Boys who are exposed to high levels of oestrogen in the womb may have a higher risk of autism, research suggests.
Scientists tested the amniotic fluid of more than 270 pregnancies. They found four types of oestrogens were higher in the babies who went on to develop autism.
Prenatal exposure to these hormones has been linked to altered brain growth, the researchers at Cambridge University said.
The study has been labelled ‘a good first step’ towards working out what causes autism spectrum disorder (ASD).
However, the academics currently do not know where the elevated hormone levels come from.
Exposure to oestrogen in the womb may increase a child’s risk of autism (stock)
However, experts stress we must not get ‘carried away’ and further research is required before amniotic fluid can be used to screen for the condition.
Lead author Professor Simon Baron-Cohen said: ‘This new finding supports the idea that increased prenatal sex steroid hormones are one of the potential causes for the condition.
‘Genetics is well established as another, and these hormones likely interact with genetic factors to affect the developing foetal brain.’
Autism affects more than one in 100 people in the UK to some extent, National Autistic Society statistics show.
And in the US, one in 59 children alone had an autism spectrum disorder last year, according to the Center for Disease Control and Prevention.
In 2015, the same scientists measured the levels of four prenatal steroid hormones in a group of pregnant women’s amniotic fluid.
Steroid hormones are secreted by the ‘steroid glands’. These are made up of the kidneys’ adrenal cortex, the testes, ovaries and the placenta during pregnancy.
Two of these four hormones were androgens, which play a role in reproduction and the development of ‘male traits’.
The most common androgen is testosterone, which is higher in males but also gives women their sex drive.
Elevated levels of androgens in the amniotic fluid led the researchers to speculate whether this may be why autism is more common in males.
To build on this, the scientists tested the amniotic fluid of the same 98 women, who were taken from the Danish Biobank of more than 100,000 pregnancies.
This time, they were also looking for oestrgoens, which some of the ‘original’ four hormones later become converted to.
The ‘dominant’ oestrogens that naturally occur in women are estrone, estradiol, estriol and estetrol.
THE SIGNS AND SYMPTOMS OF AUTISM
According to the Centers for Disease Control and Prevention, people with autism have trouble with social, emotional and communication skills that usually develop before the age of three and last throughout a person’s life.
Specific signs of autism include:
- Reactions to smell, taste, look, feel or sound are unusual
- Difficulty adapting to changes in routine
- Unable to repeat or echo what is said to them
- Difficulty expressing desires using words or motions
- Unable to discuss their own feelings or other people’s
- Difficulty with acts of affection like hugging
- Prefer to be alone and avoid eye contact
- Difficulty relating to other people
- Unable to point at objects or look at objects when others point to them
All four oestrogens were elevated in the 98 foetuses who went on to develop autism, compared to 177 unborn children who did not have the condition.

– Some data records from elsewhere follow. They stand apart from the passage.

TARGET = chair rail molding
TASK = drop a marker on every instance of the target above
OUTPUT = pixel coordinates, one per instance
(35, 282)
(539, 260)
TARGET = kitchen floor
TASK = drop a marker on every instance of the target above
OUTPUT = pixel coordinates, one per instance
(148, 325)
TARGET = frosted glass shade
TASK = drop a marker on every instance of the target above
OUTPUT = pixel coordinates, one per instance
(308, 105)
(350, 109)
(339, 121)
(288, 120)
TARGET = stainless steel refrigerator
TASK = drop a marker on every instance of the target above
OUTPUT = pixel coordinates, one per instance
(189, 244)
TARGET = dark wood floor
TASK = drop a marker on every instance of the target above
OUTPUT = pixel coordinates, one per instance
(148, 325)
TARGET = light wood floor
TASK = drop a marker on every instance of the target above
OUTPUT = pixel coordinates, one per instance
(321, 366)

Oestrogens were also found to be more linked to autism than androgens, according to the results published in the journal Molecular Psychiatry.
The researchers plan to study what causes the spike in these ‘elevated hormones’, which may come from the mother or the placenta.
Study author Dr Alexa Pohl said: ‘This finding is exciting because the role of oestrogens in autism has hardly been studied.
‘We hope that we can learn more about how they contribute to foetal brain development in further experiments.
‘We still need to see whether the same result holds true in autistic females.’
Dr James Findon, a lecturer in psychology education at King’s College London, is encouraged by the results but stresses they should be interpreted with caution.
‘This a scientifically robust study, but we need to see replication in an independent cohort to really trust the results,’ he said.
‘There is hardly any work on prenatal oestrogen in autism, so while this is a good first step, we have to be cautious and not get carried away.
‘This novel study gives us an interesting insight into the role of sex hormones as a potential cause of autism.
‘However, it cannot and should not be interpreted as a way to screen for autism.
He added: ‘Furthermore, as the study only looked at males, we do not know if the results are also true of females with the condition.
‘It is unknown exactly how prenatal sex steroid hormones may impact neurodevelopment. But this study lays the groundwork for future studies to investigate this relationship further.’
The researchers agree these findings cannot be used to screen for autism in unborn babies.
‘We are interested in understanding autism, not preventing it,’ Professor Baron- Cohen said.